As you can see, I have a lot of them.  I use mine a lot so they are scuffed up and show signs of use, but they're still shiny and beautiful.

The quarter baking sheets are the perfect size for roasting vegetables, roasting a whole fish (mmm, branzino), and most things for two people, really.  I also use them for prep work.  They hold vegetables, raw meats, cooked meats, everything.  And because I have a lot of them, I just keep pulling them out which keeps things sanitary.

I use the half baking sheets for cooking, prepping, roasting, and broiling -- like Chinese ribs.  When I'm frying chicken, I lay out all the brined chicken pieces on a rack to drip off their buttermilk so I can easily sprinkle the spice mixture.  When we throw parties, they provide heavy duty support holding food in various stages of prep.  I keep the little plastic stands we get with fresh pasta so I can stack the trays in the fridge.

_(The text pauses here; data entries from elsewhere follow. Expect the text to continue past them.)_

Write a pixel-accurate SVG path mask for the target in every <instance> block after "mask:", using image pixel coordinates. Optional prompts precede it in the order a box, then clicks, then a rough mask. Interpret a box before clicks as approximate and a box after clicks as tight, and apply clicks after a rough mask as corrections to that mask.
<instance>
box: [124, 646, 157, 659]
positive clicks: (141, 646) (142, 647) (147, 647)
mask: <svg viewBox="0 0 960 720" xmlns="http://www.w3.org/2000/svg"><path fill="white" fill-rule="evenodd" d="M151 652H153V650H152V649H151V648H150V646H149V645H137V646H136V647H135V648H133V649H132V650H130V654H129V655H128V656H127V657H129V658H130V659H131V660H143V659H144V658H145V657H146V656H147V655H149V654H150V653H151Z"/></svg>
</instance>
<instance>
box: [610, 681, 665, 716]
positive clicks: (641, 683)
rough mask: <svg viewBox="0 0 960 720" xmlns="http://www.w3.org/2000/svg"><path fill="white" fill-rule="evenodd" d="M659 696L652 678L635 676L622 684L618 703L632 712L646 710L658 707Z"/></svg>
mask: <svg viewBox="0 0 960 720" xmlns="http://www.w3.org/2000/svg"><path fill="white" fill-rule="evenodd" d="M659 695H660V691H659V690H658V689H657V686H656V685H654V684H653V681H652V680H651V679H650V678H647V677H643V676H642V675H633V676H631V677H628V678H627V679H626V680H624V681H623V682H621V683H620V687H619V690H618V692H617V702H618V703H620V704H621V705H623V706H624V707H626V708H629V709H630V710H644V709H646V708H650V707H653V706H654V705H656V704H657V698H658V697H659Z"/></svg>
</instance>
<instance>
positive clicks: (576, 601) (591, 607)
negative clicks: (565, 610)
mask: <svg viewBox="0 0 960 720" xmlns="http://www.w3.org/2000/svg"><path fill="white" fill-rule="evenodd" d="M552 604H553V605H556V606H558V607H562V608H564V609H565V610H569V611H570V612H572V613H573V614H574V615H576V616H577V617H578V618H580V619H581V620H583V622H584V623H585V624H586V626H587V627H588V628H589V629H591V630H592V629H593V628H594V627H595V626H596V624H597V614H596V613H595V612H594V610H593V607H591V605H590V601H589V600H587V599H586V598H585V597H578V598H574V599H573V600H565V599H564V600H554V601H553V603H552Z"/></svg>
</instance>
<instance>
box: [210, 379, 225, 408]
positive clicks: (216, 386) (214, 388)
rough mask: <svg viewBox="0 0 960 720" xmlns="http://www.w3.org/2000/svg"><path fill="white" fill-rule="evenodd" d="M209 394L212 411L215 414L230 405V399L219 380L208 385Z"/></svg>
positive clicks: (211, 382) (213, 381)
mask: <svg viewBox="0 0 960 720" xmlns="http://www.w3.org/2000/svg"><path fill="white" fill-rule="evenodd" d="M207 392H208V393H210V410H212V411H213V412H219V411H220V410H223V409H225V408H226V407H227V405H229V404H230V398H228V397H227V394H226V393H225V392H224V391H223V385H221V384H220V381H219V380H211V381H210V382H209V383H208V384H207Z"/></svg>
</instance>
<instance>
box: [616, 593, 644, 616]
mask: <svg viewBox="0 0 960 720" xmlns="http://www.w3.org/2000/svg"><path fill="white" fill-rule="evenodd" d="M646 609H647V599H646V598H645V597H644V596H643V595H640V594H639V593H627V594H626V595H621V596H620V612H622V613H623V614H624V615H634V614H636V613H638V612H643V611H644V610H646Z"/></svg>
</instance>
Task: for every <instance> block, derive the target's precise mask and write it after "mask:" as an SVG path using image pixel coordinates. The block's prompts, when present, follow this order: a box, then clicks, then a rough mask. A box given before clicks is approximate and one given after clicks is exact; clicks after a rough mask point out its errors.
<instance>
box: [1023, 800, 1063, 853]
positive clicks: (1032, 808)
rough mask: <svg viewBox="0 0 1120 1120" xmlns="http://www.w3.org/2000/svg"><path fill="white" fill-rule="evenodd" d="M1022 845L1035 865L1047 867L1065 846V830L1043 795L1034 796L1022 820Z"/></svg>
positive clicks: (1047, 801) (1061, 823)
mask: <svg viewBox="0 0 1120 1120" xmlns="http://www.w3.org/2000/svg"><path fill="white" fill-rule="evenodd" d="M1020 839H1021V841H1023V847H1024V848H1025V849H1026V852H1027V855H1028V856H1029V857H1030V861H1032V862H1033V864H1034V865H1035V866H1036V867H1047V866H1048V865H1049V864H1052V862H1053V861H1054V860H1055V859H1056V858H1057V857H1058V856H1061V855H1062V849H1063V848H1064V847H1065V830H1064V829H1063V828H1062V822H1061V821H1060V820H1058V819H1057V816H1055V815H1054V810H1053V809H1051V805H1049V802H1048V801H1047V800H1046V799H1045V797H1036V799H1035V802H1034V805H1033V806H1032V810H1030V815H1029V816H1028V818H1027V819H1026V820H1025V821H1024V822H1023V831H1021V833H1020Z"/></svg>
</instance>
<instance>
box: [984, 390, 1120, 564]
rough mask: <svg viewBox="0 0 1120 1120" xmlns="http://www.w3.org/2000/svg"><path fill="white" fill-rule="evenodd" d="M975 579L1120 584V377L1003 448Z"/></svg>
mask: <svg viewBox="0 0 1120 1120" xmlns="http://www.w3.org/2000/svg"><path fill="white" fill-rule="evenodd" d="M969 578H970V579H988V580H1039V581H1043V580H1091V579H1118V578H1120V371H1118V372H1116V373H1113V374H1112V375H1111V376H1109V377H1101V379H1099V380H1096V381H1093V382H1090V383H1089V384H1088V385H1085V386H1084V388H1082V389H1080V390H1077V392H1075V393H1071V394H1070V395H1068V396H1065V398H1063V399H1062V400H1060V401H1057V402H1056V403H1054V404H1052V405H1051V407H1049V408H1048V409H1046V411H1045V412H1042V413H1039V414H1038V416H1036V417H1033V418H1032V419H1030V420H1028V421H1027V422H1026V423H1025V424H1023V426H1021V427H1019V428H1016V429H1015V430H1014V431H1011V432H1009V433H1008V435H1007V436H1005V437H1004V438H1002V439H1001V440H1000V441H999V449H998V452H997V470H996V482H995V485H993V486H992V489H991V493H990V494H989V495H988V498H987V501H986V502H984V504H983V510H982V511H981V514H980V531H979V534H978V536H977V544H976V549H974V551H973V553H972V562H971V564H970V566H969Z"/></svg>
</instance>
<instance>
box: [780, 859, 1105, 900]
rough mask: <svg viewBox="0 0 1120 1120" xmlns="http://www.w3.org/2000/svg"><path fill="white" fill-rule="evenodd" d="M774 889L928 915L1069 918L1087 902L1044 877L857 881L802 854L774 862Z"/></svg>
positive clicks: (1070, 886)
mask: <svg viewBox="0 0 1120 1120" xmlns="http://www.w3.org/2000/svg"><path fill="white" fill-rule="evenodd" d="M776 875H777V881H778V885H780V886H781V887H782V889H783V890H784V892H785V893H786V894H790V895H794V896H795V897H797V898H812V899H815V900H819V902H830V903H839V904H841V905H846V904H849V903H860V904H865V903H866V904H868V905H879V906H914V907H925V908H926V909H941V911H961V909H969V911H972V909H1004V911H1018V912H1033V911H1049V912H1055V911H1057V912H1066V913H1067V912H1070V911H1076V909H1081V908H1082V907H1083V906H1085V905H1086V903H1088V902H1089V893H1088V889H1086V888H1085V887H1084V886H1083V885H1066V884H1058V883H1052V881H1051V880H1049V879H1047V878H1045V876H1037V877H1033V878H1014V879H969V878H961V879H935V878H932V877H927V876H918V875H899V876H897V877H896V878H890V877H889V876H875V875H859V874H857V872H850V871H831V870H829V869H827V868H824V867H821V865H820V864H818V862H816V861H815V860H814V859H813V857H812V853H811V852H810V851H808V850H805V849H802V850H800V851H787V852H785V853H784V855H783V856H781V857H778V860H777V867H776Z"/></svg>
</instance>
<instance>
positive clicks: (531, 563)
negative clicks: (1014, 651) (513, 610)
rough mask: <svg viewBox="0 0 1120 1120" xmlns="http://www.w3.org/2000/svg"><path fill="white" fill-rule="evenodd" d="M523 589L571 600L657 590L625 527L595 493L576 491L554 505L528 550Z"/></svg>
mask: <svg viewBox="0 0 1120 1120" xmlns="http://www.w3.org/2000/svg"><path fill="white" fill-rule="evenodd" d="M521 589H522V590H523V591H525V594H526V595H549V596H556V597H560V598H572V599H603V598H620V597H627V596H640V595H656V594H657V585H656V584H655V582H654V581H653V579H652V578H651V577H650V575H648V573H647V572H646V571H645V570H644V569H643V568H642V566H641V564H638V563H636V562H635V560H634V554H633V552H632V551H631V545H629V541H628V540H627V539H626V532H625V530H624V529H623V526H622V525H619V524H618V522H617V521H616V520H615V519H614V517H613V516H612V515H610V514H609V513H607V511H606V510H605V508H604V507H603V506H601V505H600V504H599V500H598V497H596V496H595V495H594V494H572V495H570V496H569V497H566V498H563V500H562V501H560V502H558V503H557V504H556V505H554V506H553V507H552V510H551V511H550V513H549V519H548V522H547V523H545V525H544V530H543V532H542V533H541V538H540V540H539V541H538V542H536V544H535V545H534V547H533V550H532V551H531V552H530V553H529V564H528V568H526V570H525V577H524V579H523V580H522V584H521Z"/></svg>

The only bummer about these baking sheets is that they don't go into the dishwasher.  I mean, they could go in the dishwasher.  I've put them in there before.  But then they lose their luster, and they get a little funky in color.  They still cook just fine.  They don't flake like aluminum baking sheets.  So it's handwashing for these babies.  But that's a small trade-off for their versatility.  And if they ever get grimy, you can shine 'em up again with baking soda and peroxide.

I bought mine at a restaurant supply store.  Costco seems to be carrying them now, too.  You want to be sure you are getting thick good quality ones.  Bad ones will buckle when they heat up, which is bad for just about anything that is on them.  Cooks Illustrated speaks highly of the Vollrath ones, if you need a brand to look for.